The completion of the 11,000-square-foot facility and adjacent amenities, under the guidance of Rhinehart and Ranger Jarid Church, is a benchmark in the park’s history and an example of sustainable development, designed to national green building standards. The project represents an investment of $4.3 million from the N.C. Parks and Recreation Trust Fund.
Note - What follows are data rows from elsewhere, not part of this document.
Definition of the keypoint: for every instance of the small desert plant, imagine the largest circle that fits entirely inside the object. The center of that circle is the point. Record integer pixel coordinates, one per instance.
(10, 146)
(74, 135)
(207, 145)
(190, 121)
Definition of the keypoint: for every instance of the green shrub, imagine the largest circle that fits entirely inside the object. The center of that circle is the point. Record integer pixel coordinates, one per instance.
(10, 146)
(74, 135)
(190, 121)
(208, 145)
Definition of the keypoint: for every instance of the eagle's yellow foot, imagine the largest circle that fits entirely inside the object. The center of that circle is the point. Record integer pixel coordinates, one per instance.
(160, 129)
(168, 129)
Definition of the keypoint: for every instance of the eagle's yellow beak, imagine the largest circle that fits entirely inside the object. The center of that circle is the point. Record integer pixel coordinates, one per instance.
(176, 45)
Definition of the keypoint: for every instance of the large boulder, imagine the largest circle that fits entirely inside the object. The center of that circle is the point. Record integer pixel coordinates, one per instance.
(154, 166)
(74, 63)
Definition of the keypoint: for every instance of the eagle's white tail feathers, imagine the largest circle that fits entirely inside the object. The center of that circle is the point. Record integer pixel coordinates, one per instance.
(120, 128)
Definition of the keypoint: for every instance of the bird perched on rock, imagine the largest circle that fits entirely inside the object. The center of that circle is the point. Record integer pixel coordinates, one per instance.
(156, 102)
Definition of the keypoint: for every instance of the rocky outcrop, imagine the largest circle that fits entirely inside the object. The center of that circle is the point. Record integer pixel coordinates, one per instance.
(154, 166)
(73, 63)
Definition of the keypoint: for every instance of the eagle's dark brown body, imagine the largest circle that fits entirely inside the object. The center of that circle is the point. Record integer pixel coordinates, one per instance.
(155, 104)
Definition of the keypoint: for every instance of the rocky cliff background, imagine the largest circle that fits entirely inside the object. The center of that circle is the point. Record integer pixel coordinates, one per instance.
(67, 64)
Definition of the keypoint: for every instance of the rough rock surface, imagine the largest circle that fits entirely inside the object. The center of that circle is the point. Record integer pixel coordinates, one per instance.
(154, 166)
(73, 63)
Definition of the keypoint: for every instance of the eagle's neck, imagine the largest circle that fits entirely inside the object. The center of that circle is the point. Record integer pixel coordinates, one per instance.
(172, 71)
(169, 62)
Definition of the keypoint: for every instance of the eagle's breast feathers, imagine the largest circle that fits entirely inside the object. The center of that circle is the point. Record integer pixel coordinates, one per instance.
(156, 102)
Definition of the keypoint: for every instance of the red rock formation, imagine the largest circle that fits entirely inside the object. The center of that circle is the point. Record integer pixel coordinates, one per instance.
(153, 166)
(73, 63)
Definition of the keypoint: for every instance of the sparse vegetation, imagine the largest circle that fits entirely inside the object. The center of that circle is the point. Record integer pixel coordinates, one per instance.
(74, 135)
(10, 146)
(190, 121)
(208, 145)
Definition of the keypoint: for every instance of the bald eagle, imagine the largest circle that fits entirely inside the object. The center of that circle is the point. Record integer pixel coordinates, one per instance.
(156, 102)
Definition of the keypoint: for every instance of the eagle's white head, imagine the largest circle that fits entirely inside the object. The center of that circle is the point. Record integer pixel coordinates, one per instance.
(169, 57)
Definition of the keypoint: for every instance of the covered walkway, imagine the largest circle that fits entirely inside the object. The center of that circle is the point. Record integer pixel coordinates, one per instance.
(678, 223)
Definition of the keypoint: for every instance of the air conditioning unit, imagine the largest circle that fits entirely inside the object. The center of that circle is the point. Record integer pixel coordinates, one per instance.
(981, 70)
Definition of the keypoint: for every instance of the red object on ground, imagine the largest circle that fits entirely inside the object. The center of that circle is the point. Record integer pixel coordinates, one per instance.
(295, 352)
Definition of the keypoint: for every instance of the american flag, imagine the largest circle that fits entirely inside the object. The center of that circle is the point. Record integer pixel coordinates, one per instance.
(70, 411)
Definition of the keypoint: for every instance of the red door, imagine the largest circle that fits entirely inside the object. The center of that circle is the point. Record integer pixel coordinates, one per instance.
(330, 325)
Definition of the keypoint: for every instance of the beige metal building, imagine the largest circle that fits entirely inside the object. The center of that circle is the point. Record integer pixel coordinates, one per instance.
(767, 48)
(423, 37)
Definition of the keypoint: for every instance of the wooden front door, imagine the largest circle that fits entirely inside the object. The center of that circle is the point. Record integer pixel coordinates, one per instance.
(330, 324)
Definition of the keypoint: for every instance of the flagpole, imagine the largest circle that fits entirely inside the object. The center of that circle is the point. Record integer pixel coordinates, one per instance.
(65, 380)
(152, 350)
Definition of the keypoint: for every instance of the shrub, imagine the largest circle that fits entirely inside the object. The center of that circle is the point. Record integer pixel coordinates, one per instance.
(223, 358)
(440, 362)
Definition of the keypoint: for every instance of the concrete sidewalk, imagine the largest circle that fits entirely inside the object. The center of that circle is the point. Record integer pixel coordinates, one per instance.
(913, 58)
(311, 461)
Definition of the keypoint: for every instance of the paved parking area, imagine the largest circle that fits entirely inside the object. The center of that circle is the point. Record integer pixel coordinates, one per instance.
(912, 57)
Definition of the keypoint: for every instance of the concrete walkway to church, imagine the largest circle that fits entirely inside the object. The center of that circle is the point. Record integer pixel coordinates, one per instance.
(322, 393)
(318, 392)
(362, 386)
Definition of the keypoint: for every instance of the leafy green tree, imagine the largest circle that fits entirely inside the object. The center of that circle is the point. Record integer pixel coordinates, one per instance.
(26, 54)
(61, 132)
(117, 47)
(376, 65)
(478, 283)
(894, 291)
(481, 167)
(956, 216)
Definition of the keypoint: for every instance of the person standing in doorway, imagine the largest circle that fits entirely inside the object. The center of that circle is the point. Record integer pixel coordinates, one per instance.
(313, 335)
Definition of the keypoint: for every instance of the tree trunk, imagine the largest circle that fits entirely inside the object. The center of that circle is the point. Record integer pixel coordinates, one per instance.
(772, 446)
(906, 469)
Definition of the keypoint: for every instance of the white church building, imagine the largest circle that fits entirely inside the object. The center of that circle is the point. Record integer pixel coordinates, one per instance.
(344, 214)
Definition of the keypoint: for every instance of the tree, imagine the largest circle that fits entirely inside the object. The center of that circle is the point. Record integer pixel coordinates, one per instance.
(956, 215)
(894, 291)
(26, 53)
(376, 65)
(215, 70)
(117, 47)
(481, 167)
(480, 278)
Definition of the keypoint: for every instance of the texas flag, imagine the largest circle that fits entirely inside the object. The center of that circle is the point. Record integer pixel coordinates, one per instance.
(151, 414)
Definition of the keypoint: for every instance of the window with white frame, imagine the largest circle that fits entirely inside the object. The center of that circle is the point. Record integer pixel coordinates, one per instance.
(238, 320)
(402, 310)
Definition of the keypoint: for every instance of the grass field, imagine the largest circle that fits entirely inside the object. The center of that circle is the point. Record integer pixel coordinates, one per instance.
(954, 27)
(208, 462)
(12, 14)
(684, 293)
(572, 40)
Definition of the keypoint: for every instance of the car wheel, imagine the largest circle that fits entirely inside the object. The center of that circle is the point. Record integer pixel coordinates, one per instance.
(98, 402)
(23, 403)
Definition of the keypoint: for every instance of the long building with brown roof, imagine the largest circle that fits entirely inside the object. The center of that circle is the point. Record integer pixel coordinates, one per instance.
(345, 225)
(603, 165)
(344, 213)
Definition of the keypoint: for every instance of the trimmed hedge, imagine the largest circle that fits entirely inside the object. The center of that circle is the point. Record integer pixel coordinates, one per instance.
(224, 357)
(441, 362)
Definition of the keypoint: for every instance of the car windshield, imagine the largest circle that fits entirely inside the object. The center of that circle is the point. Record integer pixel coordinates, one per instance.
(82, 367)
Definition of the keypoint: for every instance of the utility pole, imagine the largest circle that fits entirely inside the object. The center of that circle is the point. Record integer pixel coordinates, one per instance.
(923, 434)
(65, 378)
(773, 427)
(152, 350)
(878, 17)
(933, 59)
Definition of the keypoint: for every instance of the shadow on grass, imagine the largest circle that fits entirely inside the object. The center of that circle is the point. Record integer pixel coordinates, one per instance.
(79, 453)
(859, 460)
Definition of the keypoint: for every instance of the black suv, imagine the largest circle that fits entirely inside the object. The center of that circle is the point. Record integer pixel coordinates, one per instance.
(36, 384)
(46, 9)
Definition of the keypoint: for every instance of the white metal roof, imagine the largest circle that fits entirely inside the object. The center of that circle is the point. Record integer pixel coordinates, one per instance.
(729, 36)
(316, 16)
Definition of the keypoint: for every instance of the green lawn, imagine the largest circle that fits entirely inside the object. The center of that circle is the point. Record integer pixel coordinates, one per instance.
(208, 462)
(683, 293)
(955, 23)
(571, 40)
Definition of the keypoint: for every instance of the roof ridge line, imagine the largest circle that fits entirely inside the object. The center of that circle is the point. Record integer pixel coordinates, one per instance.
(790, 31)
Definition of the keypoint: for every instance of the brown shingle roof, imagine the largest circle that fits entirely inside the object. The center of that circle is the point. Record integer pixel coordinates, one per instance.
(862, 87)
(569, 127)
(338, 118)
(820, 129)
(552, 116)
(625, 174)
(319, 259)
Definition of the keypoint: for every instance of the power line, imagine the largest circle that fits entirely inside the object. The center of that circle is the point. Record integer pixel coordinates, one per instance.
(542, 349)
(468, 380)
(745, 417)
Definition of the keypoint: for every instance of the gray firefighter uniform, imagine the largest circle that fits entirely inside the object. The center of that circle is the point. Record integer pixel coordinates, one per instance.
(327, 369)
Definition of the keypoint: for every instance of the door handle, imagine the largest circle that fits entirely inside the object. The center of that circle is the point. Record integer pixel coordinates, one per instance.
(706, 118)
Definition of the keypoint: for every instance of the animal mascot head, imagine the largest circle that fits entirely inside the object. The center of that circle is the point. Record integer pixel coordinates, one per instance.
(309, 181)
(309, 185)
Before cutting a ribbon with Rhinehart’s family to open the facility, Gov. McCrory said it also represents an improvement in infrastructure such as those he seeks in a pair of proposed bond referendums now before the General Assembly. Investment in state parks – proposed at $67 million within the total $2.85 billion – are an important part of the bond package, he said.
“These parks give access for all citizens to these beautiful places,” McCrory said. “The parks need to expand and be exposed to all income levels so that all can enjoy the best of North Carolina.”
The role of state parks as contributors to quality of life and to local economies was a common theme for the event’s speakers, including Jeff Archer, a parks advisory committee member and owner of a local bike shop, David Pearson, executive director of Friends of State Parks, and W.E. “Bill” Russell, president of the Lake Norman Chamber of Commerce.
Russell commented, “What do parks and recreation have to do with business? I’d say ‘everything.’ If it’s not going to be a great place to live, it’s not going to be a great place to work.”
Mike Murphy, state parks director, said the visitor center as a place to educate is a tribute to Rhinehart, who died Feb. 25 of cancer after serving as superintendent at the park for 11 years. “He wanted to have a place to serve visitors and to teach about stewardship,” Murphy said.
Gov. McCrory presented a plaque honoring Rhinehart’s service to his wife Jill, children Kinsey and Nick and parents Bill and Scarlett Rhinehart, and then invited them to help him officially open the facility.
Similar to visitor centers built at 22 state parks and state recreation areas since 1994, the Lake Norman facility offers an architectural design styled to its lakeside setting, classrooms and interior and exterior exhibits. A paved exhibits trail leading to lake viewing platforms and a renovated picnic shelter and picnic grounds are fully accessible.
The visitor center is built to gold-level standards of the Leadership in Energy and Environmental Design (LEED) program of the U.S. Green Building Council. A few of the features that will contribute to certification include active and passive solar energy systems, geothermal HVAC systems, natural lighting, water-saving fixtures and natural landscaping. The structure was designed by Architectural Design Studio PA of Asheville, and the general contractor was Southern Constructors Inc. of Mooresville.